Ritsuka314[Huawei][SIMT] enable auto-blockify on the SIMT path; unify with the runtime cap

Development Differences Between Ascend and GPUs

Multi-Core Task Parallelism Strategy

NPUs are strongly bound to physical cores in Triton multi-core parallelism. This represents a core difference from GPUs' logical dimension parallelism + automatic physical mapping in hardware.

Core comparison

Dimension	GPU (NVIDIA)	Ascend
Essence of grids	Logical task dimension (decoupled from physical cores)	Physical core group mapping (bound to the AI core topology)
Limit on the number of cores/dimensions	No hard limit on the grid dimensions/sizes	Grid size ≤ Total number of AI cores; topology matching required by 2D

GPUs can be bound to multiple dimensions (a 3D grid of [n, m, l] is equivalent ton × m × l parallel threads). Each thread corresponds to only one kernel execution and executes only once.
In NPUs, vector cores and cube cores belong to multiple physical cores. The number of cores varies with the generation of hardware. Each core executes only one block and can schedule the block execution repeatedly.

Full Utilization of Cores

Ascend NPUs have multiple computing cores. Properly allocating and fully utilizing all available cores is one of the key factors to improve operator performance. When calling Triton kernel functions, you can set the launch parameter to control the number of cores in use. Take the GELU operator as an example:

triton_gelu[n, 1, 1](...)  # The first parameter indicates the number of cores in use. n indicates that n cores are in use.

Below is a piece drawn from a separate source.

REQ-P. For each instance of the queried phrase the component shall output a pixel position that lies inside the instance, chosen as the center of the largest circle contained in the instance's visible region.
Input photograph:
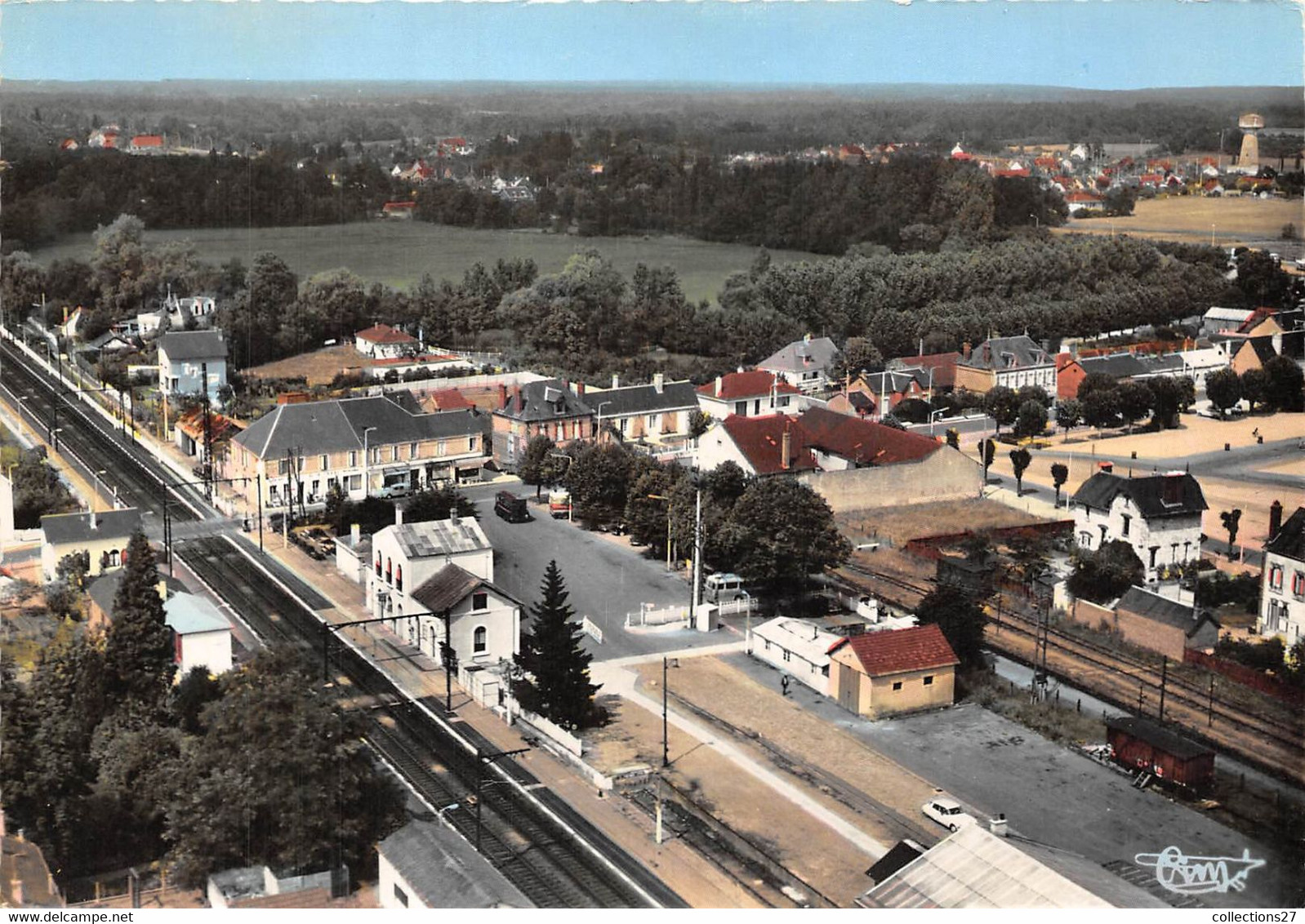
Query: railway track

By optimizing the number of cores, you can fully schedule and utilize all computing resources, thereby maximizing the degree of parallelism (DOP) and throughput. Note that the number of cores in the current version must be less than or equal to 65,535.

Single-Core Data Transfer Strategy

Data Tiling

When you write Triton kernel functions, a proper data tiling strategy is essential for performance optimization. By adjusting tiling granularity parameters, you can balance computational workload and memory access efficiency across different dimensions.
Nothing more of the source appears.